They Saved Paradise, Put Up With a Parking Lot

Photo by Tenaya HillsToni Iseman has always worked to save the planet. Now she's working to save a parking lot.

First elected to the Laguna Beach City Council in 1998, she has continued to fight to preserve the ocean, canyons and sands that have tantalized residents and tourists for years. Now she's adamant about keeping a two-acre parking lot off-limits to development.

How adamant? After opposing a Laguna Beach City Council proposal to transform the property into a badly needed corporate yard, Iseman lobbied the California Coastal Commission, on which she also sits, to overturn the council's approval earlier this year. This has now put the City Council in the unenviable position of battling the very commissioner representing their interests on to the state coastal panel. But it's a fight Iseman considers vital to Laguna Beach's future, given the “sacred” status of the gravel pit.

Yes, folks, it's finally come to this: Orange County is so flipping overbuilt that enviros are now reduced to fighting for gravel pits.

The parking lot in dispute sits off Laguna Canyon Road about a mile from downtown Laguna Beach and bears the cryptic name of Act V. Generations of county residents have left their automobiles here during the summer before taking a trolley to the city's Pageant of the Masters, Festival of the Arts, Art-a-Fair and Sawdust Festival. As parking lots go, it's probably Orange County's prettiest: buttressed by hills teeming with sagebrush and other native vegetation, noisy with chirping birds, strangely serene even when filled to its 400-car capacity. Toward the north end, a trail leads into Laguna Coast Wilderness Park and its many wildlife sanctuaries.

But modern hustle and bustle demands development, so the Laguna Beach City Council in late 2003 decided that Act V—one of the last open spaces in this tiny community—would be the location for a new $5 million maintenance yard to replace the aging one farther down Laguna Canyon Road at Forest Avenue.

Iseman protested. “We should not have a suburban corporate yard in an area that doesn't support it,” maintains Iseman, who instead wants the facility rebuilt on its current site. “In a corporate yard are the gas tanks, welding and painting tools that a city uses for repairs.
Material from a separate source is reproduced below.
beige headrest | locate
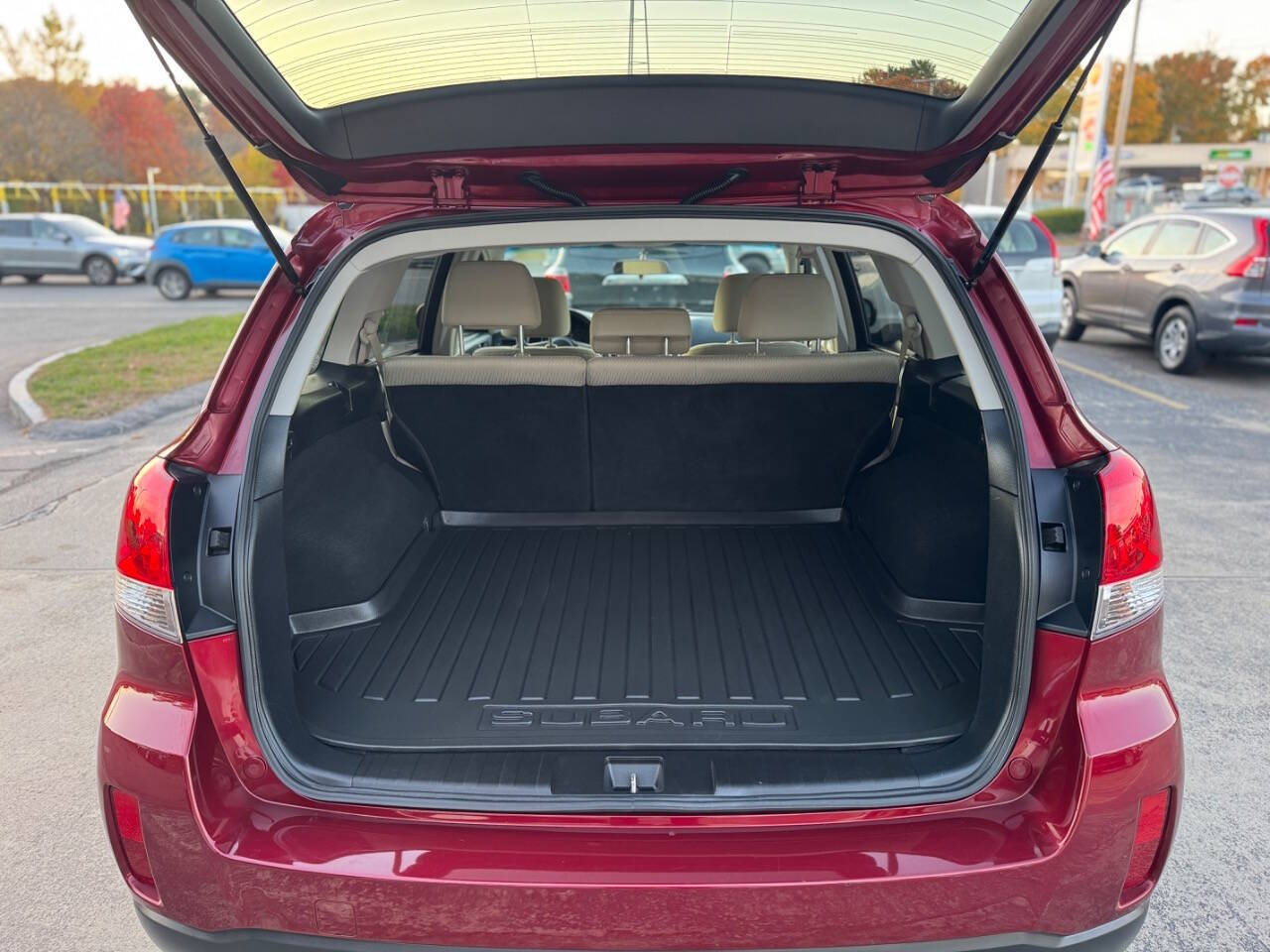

Why would we take these functions to the edge of a wilderness area that's highly susceptible to fire?”

Iseman's logic eluded her fellow council members, who voted 3-2 last December to move the yard. (Wayne Baglin joined Iseman in dissenting.) The nonprofit Laguna Canyon Conservancy appealed to the Orange County Board of Supervisors to deny a county building permit to the proposed Act V corporate yard, but that was also rejected.

Stymied locally, Iseman advised the conservancy to go before the California Coastal Commission, on which she has served since January 2003. In appealing to the commission, the organization took a different approach: instead of arguing against the corporate yard on environmental grounds, the conservancy claimed that eradicating the existing Act V parking lot would violate public access and recreation policies established by the 1976 California Coastal Act since construction would reduce parking spaces from 400 to 190.

Led by Iseman, the Coastal Commission agreed and unanimously blocked Laguna Beach's Act V designs on Feb. 18. “Public access is a significant coastal resource, and maximizing public access is one of the commission's strongest mandates,” stated a Coastal Commission staff report, which further noted that the Act V matter was of “regional significance” since mostly out-of-towners use the lot. “Providing public parking is an excellent method of maximizing public access.”

Laguna Beach City Manager Ken Frank disputes the Coastal Commission's decision, noting that the Act V lot was only expanded to its current size about three years ago and that Laguna Beach managed with a much smaller Act V for “30 or 40 years.” He also doesn't think the corporate yard's proposed site would harm the neighboring hills.

“When we first bought the property from the Irvine Co. about eight years ago, there really wasn't any concern,” Frank said. “We amended the local coastal plan, and I don't recall any opposition to it. Contractors use it to test their equipment all the time.”

Of Iseman's double role as councilwoman and coastal commissioner, Frank would only reply tersely, “There is a specific provision in state law that allows a coastal commissioner that's also a council member to vote on a project in their jurisdiction. She had that opportunity.” He refused further comment.

The Coastal Commission won't revisit the Act V issue until their July meeting at the earliest. But Laguna Beach is already waging war, hiring famed pro-developer lawyer Steven Kaufman for about $15,000 to argue their case. Despite the tens of thousands of dollars in taxpayer money Laguna Beach is burning on an issue the council already approved, Iseman is unrepentant.

“I still have my environmental concerns, but you don't have to be an environmentalist to think [that developing Act V] is a bad idea,” she said. “My responsibility as a councilwoman is to make Laguna Beach a livable community for residents. But as a coastal commissioner, my responsibility is to make sure the coast is available for the citizens of California.”